A Data Analyst is typically responsible for gathering and interpreting data to solve a particular problem. Data analyst rely on the data systems that big data engineer provides.
On the other hand, Data Scientists deal with cleaned data. The role is similar to data analysts, but data scientists work on a higher level. They create methods to derive valuable insights from data and make predictive models.
What is the big data engineer’s salary in India?
The importance of data has increased the demand for big data engineers in the industry. The big data engineer’s salary depends on the level of education and experiences the person. Compared with their less qualified counterparts, professionals with master’s degrees or higher earn significantly more. Not only on the education but salary also depends on the location.
According to research, the average salary of big data engineers worldwide is 108k US dollars. While, the big data engineer’s salary in India ranges from 4.2 LPA to 22 LPA, with an average of 9.1 Lakhs Per Annum.

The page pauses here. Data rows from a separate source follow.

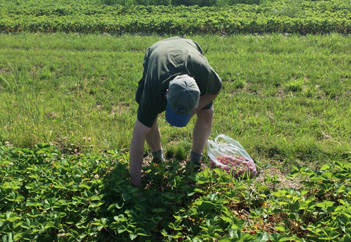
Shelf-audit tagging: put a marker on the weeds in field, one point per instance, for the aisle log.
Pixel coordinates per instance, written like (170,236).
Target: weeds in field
(48,195)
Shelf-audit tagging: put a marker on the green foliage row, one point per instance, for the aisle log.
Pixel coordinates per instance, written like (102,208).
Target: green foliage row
(48,196)
(291,17)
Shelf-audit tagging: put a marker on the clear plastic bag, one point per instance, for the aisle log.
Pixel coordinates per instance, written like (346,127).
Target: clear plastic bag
(228,154)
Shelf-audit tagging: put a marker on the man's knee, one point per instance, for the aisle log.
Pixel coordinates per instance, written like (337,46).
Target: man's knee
(206,114)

Data Analysts and Data Scientists earn on average 4.1 Lakhs per annum and 11 Lakhs per annum, respectively.
How can you become a big data engineer?
A big data engineer should have a good data processing base and be willing to learn new tools and technologies. Ideally, a big data engineer has experience in business intelligence, data science, and data warehousing.

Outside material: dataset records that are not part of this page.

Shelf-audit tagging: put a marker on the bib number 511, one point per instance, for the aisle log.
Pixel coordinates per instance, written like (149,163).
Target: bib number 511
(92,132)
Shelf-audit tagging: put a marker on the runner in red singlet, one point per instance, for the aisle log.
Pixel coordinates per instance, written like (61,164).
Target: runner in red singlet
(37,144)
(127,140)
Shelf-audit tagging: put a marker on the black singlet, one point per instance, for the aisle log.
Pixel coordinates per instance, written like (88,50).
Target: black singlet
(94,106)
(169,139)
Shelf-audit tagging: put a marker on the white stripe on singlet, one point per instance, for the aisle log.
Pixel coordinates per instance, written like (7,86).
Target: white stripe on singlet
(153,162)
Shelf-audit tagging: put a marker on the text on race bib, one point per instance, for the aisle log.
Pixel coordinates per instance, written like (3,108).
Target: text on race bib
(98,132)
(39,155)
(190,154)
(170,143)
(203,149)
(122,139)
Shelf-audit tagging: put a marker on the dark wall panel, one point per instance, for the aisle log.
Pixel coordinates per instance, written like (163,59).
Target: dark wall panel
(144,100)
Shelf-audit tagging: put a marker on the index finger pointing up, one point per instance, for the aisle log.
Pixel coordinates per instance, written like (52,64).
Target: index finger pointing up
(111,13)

The first step of becoming a big data engineer is developing a keen interest in computer science and math. As a big data engineer, you need a minimum of a bachelor’s degree. A Master’s degree or higher is a plus point. Following are some technical areas that can help you grow in this field:
- Data architecture and data modeling.
- Programming languages such as Python, C++, and R programming.

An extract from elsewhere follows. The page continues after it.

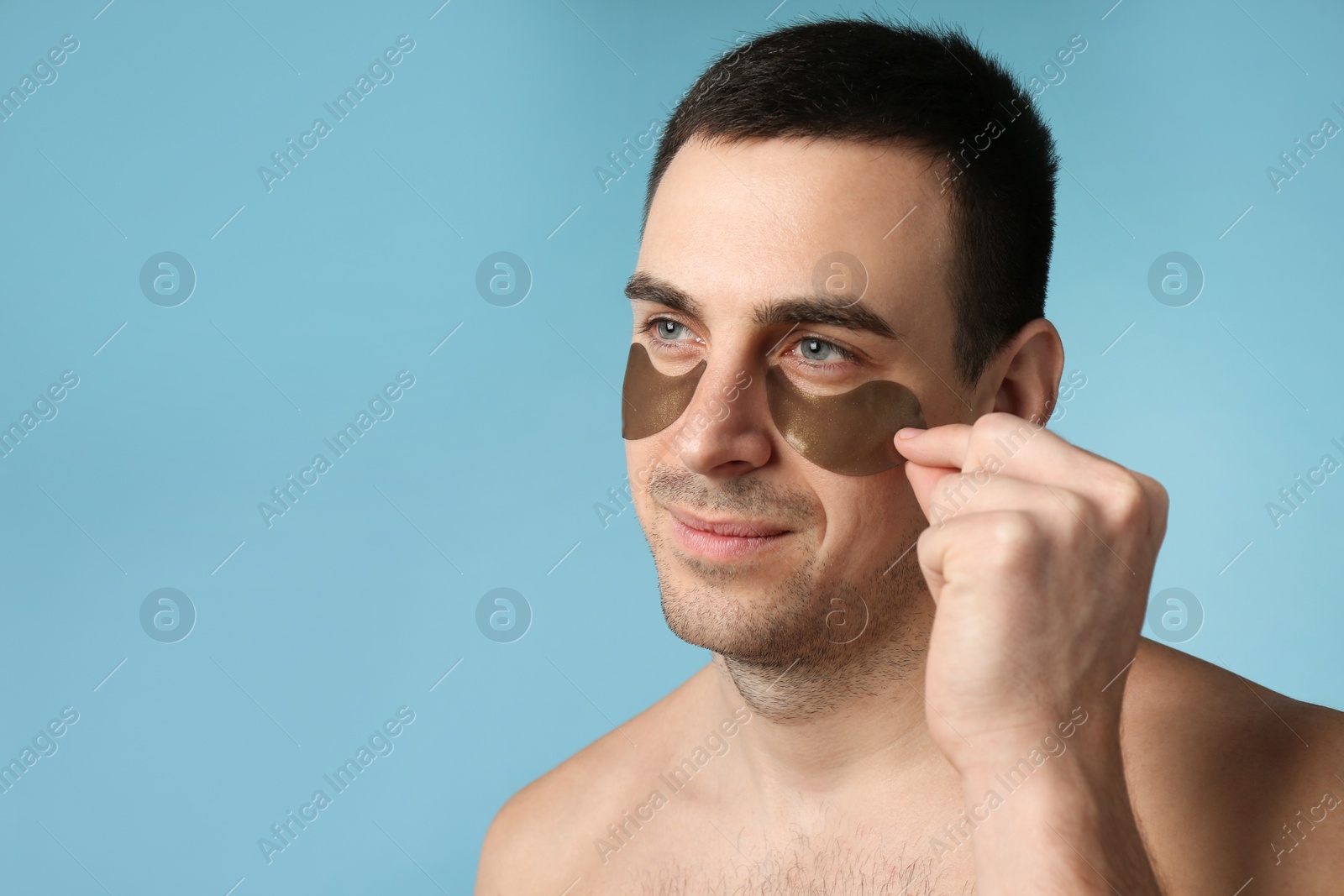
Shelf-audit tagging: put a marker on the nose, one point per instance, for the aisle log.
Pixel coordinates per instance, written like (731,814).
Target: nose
(726,430)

- SQL and NoSQL databases, MATLAB, R statistical programs, and Machine learning algorithms.
- Algorithms for predictive modeling.
- Text analysis and Natural language processing (NLP)
- Power Business Intelligence (BI)
The next crucial step in the journey would be gaining experience. Big data engineers require more than just academic skills, which come with experience. Other essential skills are:
- Communication skills
- Problem-solving skills
- Analytical skills
- Interpersonal and business skills
- Multi-tasking
Certification is optional, but at the same time, it is very influential. You must have pertinent certificates to prove your skills and stand out from competitors. Certification will make your candidature more appealing to prospective employers. To be a successful big data engineer, you might need several certifications; a few of them are as follows:
- Certification in Hadoop
- Certification in MongoDB
- Certification in data analytics
- Certificate in machine learning and AI
Conclusion
In today’s time, we can not neglect the importance of data. A big data engineer can use data to derive valuable insights into market trends, and it can solve most business problems on a bigger scale. A big data engineer is an experienced software developer proficient in dealing with big data. Programming languages like Python, SQL, and cloud platforms are crucial for big data engineers. He is a problem solver and analytical thinker.
Data engineers gather, clean, and process data from various sources using computational algorithms. His next step is providing this data to data analysts and scientists. Then, these downstream consumers use it for further interpretation. Thus, he is the unsung hero of the data economy.
Big data engineering is a job of today’s world. There is a high demand for big data engineers in India and everywhere in the industry. A big data engineer is needed in almost all fields, such as finance, healthcare, science, and government. It comes with reasonable remuneration and perks. It would be best if you had a keen interest in computer science and math and a bachelor’s degree to become one. You can thrive in this field as you gain experience, certification, and qualifications.